|Rev To The Limit|
REV TO THE LIMIT
We love Lambos. They are the world's most recognizable, uncompromising vehicles in modern history. Think Countach. Think Diablo. Think Murciélago. Think Aventador.
Lamborghini built its empire on monstrously capable V12-powered supercars, so when the Gallardo debuted with its V10 and 'affordable' pricing in 2003, we were skeptical. A decade and several special editions later, all doubts would be dashed, and the Gallardo would claim the throne as the best-selling Lamborghini of all time. In fact, it sold more than 14,000 units in its ten-year run, making up for nearly half of the Lamborghinis ever sold. Ever.
For 2015, Lamborghini has debuted the replacement for Gallardo: the Huracán LP610-4. Time to check out some of the initial video reviews.
They'll tell you that Lamborghini is a brand that focuses on the street first, but by the end of the Gallardo's run, it had become a substantial force on the track, too. With that in mind, the Huracán steps into a somewhat crowded segment of semi-accessible, track-ready super-sports cars, primarily with competition from the Ferrari 458 Italia, McLaren 650S, Audi R8, and Aston Martin V12 Vantage S. However, the Lamborghini manages to set itself apart from the crowd with ease.
The Huracán is louder than the rest, both in sound and style, and there's something to be said about brand image here. While Ferrari and Aston owners will likely earn credit for being the gentlemen of the group, and McLaren guys will be the weird, tech-obsessed racers, arriving in a Lamborghini most assuredly turns you into a showman and entertainer. Everything about the car demands onlookers' attention, and that's likely one of the greater joys of driving it.
Ultimately, we're talking about a supercar here, and the Huracán is no slouch around town or on the track. That 5.2-liter V10 can launch the car to 60 miles per hour in right at 3.0-seconds flat, and to 124-mph in under 10 seconds toward a top speed of 202 mph. That makes it as quick as all but the McLaren, and just as fast as the Ferrari.

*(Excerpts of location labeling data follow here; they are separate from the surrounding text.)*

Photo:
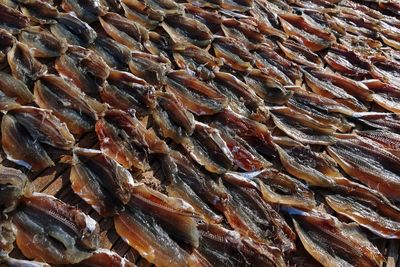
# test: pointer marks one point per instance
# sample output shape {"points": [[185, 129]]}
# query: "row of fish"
{"points": [[275, 124]]}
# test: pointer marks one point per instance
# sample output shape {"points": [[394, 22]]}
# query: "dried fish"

We never saw those upper limits thanks to Ascari's triple-loop design, but those turns did give us the chance to really push the all-wheel-drive system and new transmission. They're brilliant.
The Huracán's steering is both effortless and insanely sharp, and the faster you go, the more responsive car becomes. Tuned up to Sport and Corsa modes, the transmission responds with lightning-quick shifts, and the suspension remains flat as you bank around corners. Those things are expected in the segment. What's unique, though, is the all-wheel-drive system's immense traction, which moves power around to each wheel within milliseconds for the very best approach to each corner. You're able to tackle each curve more aggressively than you can in rear-drive cars, making the Lamborghini very quick around the track, but also very forgiving if you need to make a quick maneuver.